Review 511 : Nightfall – At Night We Prey

Après une absence remarquée, Nightfall nous offre At Night We Prey, son dixième album.

Créé en 1991 par Efthimis Karadimas (chant/basse, guitare/clavier par le passé, The Slayerking), le groupe est aujourd’hui au complet avec le retour de Michalis Galiatsos (guitare, Blind Justice, Snowblind) et Kostas Kyriakopoulos (guitare, The Slayerking, bassiste de 2004 à 2006), ainsi que l’arrivée de Fotis Bernardo (batterie, Necromantia, SixforNine, ex-Chaostar, ex-Nightrage, ex-Septicflesh…).

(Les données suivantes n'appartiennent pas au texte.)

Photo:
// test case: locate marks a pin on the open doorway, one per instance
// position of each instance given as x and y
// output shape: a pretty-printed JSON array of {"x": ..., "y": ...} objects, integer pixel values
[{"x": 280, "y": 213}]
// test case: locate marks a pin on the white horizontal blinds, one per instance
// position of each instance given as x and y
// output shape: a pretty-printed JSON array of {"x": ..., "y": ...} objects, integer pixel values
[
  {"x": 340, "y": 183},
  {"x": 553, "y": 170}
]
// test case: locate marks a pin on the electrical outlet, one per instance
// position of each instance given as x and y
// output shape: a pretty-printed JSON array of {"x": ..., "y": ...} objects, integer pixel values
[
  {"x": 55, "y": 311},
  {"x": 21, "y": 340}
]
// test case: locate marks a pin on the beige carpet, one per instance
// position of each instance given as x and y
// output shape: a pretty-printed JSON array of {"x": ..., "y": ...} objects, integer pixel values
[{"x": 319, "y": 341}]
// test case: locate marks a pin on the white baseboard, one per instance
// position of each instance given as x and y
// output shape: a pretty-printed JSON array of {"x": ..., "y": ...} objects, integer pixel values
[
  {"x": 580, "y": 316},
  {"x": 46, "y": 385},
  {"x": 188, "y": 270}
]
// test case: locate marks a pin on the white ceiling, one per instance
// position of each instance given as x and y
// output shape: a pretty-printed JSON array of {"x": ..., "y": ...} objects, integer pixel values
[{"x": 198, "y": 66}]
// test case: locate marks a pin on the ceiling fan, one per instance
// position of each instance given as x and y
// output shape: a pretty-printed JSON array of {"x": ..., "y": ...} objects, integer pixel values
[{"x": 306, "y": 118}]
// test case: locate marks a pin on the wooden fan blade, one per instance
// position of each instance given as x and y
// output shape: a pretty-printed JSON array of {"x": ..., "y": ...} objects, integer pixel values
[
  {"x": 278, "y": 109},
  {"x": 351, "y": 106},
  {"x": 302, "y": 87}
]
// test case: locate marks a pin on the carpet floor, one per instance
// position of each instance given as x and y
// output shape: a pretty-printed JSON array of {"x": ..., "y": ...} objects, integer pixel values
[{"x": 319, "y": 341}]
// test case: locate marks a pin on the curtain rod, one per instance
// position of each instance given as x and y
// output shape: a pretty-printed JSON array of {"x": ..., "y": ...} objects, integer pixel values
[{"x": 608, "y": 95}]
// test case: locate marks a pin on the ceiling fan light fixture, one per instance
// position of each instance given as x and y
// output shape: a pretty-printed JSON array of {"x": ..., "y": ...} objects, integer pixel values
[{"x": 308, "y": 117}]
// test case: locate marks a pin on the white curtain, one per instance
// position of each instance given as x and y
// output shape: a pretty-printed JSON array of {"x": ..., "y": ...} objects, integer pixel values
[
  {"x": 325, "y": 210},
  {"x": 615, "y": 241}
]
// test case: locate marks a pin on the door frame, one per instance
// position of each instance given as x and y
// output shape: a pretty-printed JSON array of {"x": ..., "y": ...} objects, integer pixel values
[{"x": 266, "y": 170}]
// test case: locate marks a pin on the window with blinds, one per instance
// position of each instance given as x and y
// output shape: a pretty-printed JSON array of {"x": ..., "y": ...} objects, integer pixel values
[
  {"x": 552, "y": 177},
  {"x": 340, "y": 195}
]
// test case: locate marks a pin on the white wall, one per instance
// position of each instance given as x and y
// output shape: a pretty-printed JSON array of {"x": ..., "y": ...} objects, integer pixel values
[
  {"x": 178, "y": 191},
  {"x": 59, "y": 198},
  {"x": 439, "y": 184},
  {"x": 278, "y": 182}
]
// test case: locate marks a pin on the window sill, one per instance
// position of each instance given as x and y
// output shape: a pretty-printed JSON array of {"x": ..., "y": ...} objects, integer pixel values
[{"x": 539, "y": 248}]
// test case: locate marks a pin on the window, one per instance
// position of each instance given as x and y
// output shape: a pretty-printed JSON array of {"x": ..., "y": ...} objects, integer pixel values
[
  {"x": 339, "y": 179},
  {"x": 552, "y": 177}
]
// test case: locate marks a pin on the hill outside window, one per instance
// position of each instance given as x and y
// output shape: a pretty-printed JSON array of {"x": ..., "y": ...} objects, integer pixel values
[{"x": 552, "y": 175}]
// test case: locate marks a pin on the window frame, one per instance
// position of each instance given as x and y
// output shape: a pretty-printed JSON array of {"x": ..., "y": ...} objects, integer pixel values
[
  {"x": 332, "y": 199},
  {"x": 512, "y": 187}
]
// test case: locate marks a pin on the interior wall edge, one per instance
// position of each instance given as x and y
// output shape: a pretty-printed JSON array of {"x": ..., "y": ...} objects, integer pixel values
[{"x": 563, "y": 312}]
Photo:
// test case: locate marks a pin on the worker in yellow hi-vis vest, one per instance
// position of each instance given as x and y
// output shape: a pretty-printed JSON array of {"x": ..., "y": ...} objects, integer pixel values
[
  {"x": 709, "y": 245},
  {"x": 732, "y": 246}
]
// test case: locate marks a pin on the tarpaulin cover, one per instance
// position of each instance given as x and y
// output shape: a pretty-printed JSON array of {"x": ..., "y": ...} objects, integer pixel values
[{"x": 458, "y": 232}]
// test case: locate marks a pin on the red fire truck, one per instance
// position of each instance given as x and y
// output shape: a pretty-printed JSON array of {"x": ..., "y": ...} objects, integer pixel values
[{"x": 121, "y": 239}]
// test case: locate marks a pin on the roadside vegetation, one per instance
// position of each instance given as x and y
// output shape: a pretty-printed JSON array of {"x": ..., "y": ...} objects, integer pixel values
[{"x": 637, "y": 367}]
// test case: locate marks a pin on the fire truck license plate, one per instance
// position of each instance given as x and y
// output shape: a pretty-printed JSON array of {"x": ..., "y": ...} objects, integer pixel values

Le style du groupe a évolué avec le temps, passant d’un mélange entre Black, Doom et Death Mélodique à un Rock Gothique plus doux, mais le créateur a décidé de renouer avec ses racines extrêmes. Si She Loved the Twilight, l’introduction, est plutôt douce tout en restant dans des tonalités ténébreuses, la noirceur prend de l’ampleur avec Killing Moon, un titre mélodieux mais incisif. Ces accents Old School créés par la dissonance des leads et la fureur de la rythmique surmontés par des hurlements emplis de désespoir. On retrouve cette rage et cette énergie dans Darkness Forever, un titre solide et rapide dès les premiers instants, mais qui ne quitte pas ce rideau de noirceur, tout comme la mystique Witches, une composition dissonante et très prenante. Giants of Anger prend la suite avec des tonalités à la fois imposantes et lourdes, mais aussi très mélodieuses et hypnotiques, sensation renforcée par cette batterie et ces chœurs pesants.
La langueur de Temenos frappe ensuite, entre sonorités mystiques, accents sombres et cette accélération démoniaque, qui nous mène finalement à des harmoniques mélodiques tranchantes, alors que Meteor God nous offre une mélancolie douloureuse. Quelques accents Prog se joignent au mélange, tout comme ce discours pessimiste et sombre, alors que Martyrs of the Cult of the Dead (Agita) nous mène au beau milieu d’un rituel. Le morceau joue énormément sur ces mélodies entêtantes et ces chœurs d’Eleni et Suzana Vougioukli pour accentuer l’atmosphère lourde, puis At Night We Prey débute. Le morceau est très sombre, très lent et pourtant ces mélodies nous captivent instantanément. La voix du chanteur se joint au mélange dissonant et pourtant prenant, qui sera coupé par un break au son clair. La rythmique reprend dans ces tonalités pesantes avec ces chœurs féminins jusqu’à ce que Wolves in Thy Head, le dernier morceau ne commence. Les bases Old School brutes et mélodieuses prennent le dessus, assurant une rythmique épaisse et déchirante, qui accélère soudainement pour laisser place à ce Black Metal Mélodique mystique et envoûtant jusqu’au dernier souffle du morceau.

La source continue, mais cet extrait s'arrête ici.